I am new to CUDA programming and my first tests are a few simple benchmarks. I have been puzzled with some benchmarks where I copy data from host to device and device to host where it seems I only have about 3 GB/s of bandwidth.
My hardware is as follow:
- Dell Precision 7820 tower
- Dual Xeon Skylake 6150, 18 cores per socket, 6 DIMMs of 2666 MHz DDR4 memory per socket, for a total of 12 x 8 = 96 GB
- Nvidia P1000
- Nvidia Titan V
The P1000 is used as a graphic card where 2 screens are connected and the Titan V is used for number crunching and is the one I use when I only get 3 GB/s. As I am new to PCI devices, and I am the one who plugged in the Titan V, my guess is that I did something suboptimal here.
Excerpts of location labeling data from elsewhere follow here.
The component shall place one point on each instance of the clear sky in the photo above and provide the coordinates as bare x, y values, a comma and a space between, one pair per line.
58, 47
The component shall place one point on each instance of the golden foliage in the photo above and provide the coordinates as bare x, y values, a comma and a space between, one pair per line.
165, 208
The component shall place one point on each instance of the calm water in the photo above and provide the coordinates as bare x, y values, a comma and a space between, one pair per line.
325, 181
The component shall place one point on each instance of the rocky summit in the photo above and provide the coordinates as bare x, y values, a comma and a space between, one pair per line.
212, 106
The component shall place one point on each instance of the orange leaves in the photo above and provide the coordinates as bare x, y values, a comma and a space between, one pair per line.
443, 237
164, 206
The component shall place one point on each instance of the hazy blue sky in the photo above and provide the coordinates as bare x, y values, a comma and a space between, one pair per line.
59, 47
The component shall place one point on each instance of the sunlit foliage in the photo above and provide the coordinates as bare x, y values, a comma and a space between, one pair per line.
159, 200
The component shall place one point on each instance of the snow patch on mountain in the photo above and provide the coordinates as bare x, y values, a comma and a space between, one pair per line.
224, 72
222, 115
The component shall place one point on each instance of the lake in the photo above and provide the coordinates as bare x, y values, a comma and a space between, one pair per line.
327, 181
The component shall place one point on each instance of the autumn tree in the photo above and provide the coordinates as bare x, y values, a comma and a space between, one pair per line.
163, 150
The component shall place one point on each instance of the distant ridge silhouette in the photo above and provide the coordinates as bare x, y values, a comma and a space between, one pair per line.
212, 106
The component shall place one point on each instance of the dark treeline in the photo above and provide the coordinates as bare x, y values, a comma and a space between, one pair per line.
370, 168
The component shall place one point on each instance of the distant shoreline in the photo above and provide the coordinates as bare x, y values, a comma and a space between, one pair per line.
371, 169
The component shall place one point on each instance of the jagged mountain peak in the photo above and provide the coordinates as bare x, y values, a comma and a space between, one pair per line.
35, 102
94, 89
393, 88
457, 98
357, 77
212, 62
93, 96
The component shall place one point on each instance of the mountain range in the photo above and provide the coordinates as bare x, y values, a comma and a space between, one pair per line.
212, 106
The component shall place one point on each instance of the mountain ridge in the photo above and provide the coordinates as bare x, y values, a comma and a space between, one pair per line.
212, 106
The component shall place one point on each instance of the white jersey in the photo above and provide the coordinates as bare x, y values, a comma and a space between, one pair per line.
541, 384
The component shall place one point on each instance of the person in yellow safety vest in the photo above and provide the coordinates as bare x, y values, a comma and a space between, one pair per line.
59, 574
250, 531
On my machine, I get 5 PCI slots that say:
- Slot 1: PCIe3x16 (8, 4, 1)
- Slot 2: PCIe3x16 75W <---- P1000
- Slot 3: PCIe3x16 (1)
- Slot 4: PCIe3x16 75W
- Slot 5: PCIe3x16 (4, 1) <---- Titan V
The arrows show where my GPU are currently plugged in. What should I do to get a better PCI bandwidth on the Titan V?